Related: The Forgotten Age


All early sources refer to the "sons of heaven" as angels. From the third century BCE onwards, references are found in the Enochic literature, the Dead Sea Scrolls (the Genesis Apocryphon, the Damascus Document, 4Q180), Jubilees, the Testament of Reuben, 2 Baruch, Josephus, and the book of Jude (compare with 2 Peter 2). For example 1 Enoch 7:2 "And when the angels, (3) the sons of heaven, beheld them, they became enamoured of them, saying to each other, Come, let us select for ourselves wives from the progeny of men, and let us beget children." Some Christian apologists, such as Tertullian and especially Lactantius, shared this opinion.

The earliest statement in a secondary commentary explicitly interpreting this to mean that angelic beings mated with humans can be traced to the rabbinical Targum Pseudo-Jonathan and it has since become especially commonplace in modern Christian commentaries. This line of interpretation finds additional support in the text of Genesis 6:4, which juxtaposes the sons of God (male gender, divine nature) with the daughters of men (female gender, human nature). From this parallelism, it could be inferred that the sons of God are understood as some superhuman beings.

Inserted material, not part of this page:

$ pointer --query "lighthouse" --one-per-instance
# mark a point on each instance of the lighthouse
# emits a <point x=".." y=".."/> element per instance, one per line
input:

The New American Bible commentary draws a parallel to the Epistle of Jude and the statements set forth in Genesis, suggesting that the Epistle refers implicitly to the paternity of Nephilim as heavenly beings who came to earth and had sexual intercourse with women. The footnotes of the Jerusalem Bible suggest that the biblical author intended the Nephilim to be an "anecdote of a superhuman race".

Some Christian commentators have argued against this view, citing Jesus's statement that angels do not marry. Others believe that Jesus was only referring to angels in heaven.

Evidence cited in favour of the fallen angels interpretation includes the fact that the phrase "the sons of God" is used twice outside of Genesis chapter 6, in the Book of Job (1:6 and 2:1) where the phrase explicitly references angels. The Septuagint manuscript Codex Alexandrinus reading of Genesis 6:2 renders this phrase as "the angels of God" while Codex Vaticanus reads "sons".

Targum Pseudo-Jonathan identifies the Nephilim as Shemihaza and the angels in the name list from 1 Enoch.